Middle of last month we had the first snow of the New Year, and what will perhaps turn out to be the only real snow of the 2012 Winter. Chicago has been having extremely mild weather this year. The usual sub-20s temperatures and snows that require you to dig your car out the next day have yet to materialize. I don't mind the milder temperatures and certainly don't mind not having to excavate a couple feet of snow just to have a parking space, but at least snow gives the otherwise dead and gray landscape some visual interest. Without the occasional snowfall, the Midwest landscape can get pretty bleak between December and March.

January 2012, Panasonic GF-1, 20mm f/1.7, 400 ISO, f/8.0 @ 1/20

January 2012, Panasonic GF-1, 20mm f/1.7, 400 ISO, f/8.0 @ 1/15

Tuesday, February 7, 2012

Food Motivated

This is Rudder waiting for a treat at the September 2011 8K/5K run/walk event for the local no-kill pet shelter, PAWS. They put on the event every year, and this is the second year that Rudder, K and I have participated. Always fun to see all the other dogs and all the money raised goes towards PAWS and other pet-related charities. 
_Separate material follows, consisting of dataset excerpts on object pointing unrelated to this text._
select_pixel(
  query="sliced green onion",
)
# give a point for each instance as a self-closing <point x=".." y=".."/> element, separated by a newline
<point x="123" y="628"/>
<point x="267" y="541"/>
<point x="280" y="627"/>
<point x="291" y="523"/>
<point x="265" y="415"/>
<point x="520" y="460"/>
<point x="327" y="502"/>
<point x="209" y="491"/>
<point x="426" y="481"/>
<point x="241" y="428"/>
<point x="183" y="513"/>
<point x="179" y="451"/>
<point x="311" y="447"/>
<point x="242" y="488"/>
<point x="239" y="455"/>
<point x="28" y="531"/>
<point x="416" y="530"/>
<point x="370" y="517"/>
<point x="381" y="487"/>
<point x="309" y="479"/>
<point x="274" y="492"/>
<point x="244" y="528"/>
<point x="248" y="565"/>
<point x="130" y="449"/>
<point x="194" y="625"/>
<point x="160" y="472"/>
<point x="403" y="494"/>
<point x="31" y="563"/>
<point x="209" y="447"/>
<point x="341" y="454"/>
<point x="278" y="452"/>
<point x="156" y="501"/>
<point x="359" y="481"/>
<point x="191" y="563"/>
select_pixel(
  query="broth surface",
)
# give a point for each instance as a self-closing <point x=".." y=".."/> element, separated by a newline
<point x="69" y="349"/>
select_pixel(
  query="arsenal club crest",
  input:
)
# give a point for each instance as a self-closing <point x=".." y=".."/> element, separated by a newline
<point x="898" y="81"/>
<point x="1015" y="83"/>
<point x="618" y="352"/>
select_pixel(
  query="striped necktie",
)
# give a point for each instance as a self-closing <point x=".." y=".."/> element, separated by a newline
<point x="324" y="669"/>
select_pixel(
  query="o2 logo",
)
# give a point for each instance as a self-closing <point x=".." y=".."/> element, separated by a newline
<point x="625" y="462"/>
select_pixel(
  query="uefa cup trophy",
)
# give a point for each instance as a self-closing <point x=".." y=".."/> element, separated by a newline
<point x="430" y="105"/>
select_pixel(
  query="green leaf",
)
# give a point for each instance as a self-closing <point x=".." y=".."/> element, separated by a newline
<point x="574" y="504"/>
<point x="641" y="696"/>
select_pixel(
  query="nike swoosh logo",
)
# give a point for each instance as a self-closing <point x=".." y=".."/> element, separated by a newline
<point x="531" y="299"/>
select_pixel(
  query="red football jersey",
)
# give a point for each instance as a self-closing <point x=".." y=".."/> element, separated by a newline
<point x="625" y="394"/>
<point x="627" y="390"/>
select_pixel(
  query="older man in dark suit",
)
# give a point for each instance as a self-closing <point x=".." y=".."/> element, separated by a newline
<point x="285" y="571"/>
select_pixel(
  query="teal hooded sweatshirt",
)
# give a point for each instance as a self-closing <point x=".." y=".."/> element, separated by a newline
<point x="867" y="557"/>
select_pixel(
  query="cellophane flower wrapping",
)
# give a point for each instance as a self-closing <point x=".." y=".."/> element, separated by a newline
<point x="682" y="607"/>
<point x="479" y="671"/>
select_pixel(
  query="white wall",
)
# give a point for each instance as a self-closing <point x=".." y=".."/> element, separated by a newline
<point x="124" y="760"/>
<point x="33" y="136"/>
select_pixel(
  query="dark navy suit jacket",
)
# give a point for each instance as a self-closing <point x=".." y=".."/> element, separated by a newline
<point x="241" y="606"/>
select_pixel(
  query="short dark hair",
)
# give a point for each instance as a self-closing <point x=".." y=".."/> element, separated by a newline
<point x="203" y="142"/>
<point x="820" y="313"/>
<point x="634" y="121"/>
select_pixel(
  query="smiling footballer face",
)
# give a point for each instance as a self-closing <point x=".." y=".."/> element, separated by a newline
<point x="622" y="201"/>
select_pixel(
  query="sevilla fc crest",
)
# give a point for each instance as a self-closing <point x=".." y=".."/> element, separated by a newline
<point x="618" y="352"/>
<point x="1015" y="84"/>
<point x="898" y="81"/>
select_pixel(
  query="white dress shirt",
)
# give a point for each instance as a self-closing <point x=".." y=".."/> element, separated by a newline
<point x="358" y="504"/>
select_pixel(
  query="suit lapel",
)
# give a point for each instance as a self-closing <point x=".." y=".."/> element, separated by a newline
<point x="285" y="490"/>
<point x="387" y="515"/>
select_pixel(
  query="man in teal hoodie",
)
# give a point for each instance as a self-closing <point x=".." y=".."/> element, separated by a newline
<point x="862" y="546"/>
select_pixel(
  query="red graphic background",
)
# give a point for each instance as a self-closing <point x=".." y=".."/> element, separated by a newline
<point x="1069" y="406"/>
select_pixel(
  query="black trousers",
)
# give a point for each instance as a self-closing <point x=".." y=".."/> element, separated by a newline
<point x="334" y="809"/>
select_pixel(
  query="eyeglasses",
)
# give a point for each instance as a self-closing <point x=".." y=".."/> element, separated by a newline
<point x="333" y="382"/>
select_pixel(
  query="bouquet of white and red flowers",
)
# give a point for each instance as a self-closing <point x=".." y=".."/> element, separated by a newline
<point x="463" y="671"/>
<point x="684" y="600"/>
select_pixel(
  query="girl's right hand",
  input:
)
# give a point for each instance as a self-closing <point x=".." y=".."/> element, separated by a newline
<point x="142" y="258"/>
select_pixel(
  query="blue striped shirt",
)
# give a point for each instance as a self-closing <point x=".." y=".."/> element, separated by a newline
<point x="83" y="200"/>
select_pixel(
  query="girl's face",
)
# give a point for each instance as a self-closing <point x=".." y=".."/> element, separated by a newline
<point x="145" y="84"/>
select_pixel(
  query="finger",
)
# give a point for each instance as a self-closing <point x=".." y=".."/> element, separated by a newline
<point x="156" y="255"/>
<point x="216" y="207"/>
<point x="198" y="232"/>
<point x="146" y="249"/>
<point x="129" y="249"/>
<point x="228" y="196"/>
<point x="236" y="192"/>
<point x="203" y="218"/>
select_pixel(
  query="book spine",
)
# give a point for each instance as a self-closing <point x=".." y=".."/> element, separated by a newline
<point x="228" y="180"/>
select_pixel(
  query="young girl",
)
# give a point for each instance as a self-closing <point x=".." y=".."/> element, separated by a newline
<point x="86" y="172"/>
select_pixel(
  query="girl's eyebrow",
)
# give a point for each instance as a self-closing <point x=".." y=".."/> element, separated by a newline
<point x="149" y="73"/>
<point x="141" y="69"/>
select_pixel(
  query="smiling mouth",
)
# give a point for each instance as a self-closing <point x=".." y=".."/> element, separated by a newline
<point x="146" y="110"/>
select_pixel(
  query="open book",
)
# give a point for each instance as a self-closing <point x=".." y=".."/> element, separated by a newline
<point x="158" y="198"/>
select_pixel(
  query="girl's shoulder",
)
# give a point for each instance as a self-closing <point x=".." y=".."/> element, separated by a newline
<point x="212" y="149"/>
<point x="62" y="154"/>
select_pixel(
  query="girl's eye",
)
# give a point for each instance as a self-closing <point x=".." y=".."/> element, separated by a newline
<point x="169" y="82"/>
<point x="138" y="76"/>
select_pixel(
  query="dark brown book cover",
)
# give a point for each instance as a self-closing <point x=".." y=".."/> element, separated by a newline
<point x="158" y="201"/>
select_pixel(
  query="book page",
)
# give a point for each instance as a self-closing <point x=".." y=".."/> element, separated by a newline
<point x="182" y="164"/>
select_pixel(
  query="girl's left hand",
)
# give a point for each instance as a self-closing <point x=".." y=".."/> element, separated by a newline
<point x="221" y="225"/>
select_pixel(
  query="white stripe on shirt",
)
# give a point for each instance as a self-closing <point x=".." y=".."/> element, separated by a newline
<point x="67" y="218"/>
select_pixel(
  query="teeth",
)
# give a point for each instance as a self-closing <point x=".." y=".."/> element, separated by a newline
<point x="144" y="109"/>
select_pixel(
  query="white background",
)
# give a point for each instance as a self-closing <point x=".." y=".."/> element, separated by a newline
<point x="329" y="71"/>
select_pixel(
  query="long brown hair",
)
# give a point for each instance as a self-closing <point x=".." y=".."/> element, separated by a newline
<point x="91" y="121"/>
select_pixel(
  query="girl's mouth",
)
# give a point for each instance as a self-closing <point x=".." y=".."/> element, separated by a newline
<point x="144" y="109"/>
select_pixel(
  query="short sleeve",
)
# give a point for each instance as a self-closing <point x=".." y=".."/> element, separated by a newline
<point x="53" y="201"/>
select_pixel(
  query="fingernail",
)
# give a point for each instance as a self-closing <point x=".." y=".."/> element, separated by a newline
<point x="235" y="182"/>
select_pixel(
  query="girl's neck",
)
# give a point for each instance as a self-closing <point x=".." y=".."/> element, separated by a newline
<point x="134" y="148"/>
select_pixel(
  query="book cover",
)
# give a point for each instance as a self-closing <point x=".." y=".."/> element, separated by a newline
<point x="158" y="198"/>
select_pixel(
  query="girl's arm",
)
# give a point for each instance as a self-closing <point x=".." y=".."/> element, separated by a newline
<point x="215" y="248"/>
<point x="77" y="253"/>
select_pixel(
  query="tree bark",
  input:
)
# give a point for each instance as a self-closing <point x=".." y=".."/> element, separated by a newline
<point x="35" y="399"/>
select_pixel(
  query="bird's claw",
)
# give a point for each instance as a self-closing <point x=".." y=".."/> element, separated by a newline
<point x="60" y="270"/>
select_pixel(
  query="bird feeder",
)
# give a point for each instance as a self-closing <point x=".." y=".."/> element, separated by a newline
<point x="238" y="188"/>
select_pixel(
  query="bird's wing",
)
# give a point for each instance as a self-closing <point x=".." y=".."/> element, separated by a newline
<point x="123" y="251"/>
Still a little behind on dealing with the last of the 2011 film images, but am (slowly) catching up. 
Cross-processed Kodak EB-2 (expired), Canon A-1, 50mm f/1.8
Rudder Waiting For Treats @ PAWS "Run For Their Lives", September 2011, Chicago, Illinois

Saturday, February 4, 2012

Fuji 400H Film With The Holga

I would like to like Fuji Pro 400H more than I do, as it would be nice to have an alternative to Kodak Portra 400. Jury is still out, generally, but it doesn't work that well with my Holga. The Fuji film appears to be rated at least a stop faster than it really is - meaning that it really needs to be overexposed to get decent colors and negative thickness. Since the Holga only has two aperture settings (at best) and one shutter speed, you either need to get just the right lighting conditions, or you need a fairly forgiving film. Black & white films tend to have a lot more exposure latitude, so you can get decent exposures under much more varied lighting conditions than with color negative film. Kodak Portra 400 also has a lot of exposure latitude, although not as much as the better black & whites. I've had very good luck with the Holga using Portra. However, given Kodak's recent troubles, and its apparent attitude toward us "backward" film shooters, having an alternative would be both helpful and prudent. Unfortunately, it looks like the Fuji isn't going to be it.
"Eventide" (Roscoe Village, Chicago, October 2011)
Holga 120n, Fuji Pro 400H
I like this shot, even though it is strongly underexposed, as I think the underexposure helps create a mysterious and evocative mood.
"A Little Light Is So Religious" (Roscoe Village, Chicago, October 2011)
Holga 120n, Fuji Pro 400H
This shot shows a much better exposure, resulting from the more direct light on the steeple and the bright sky.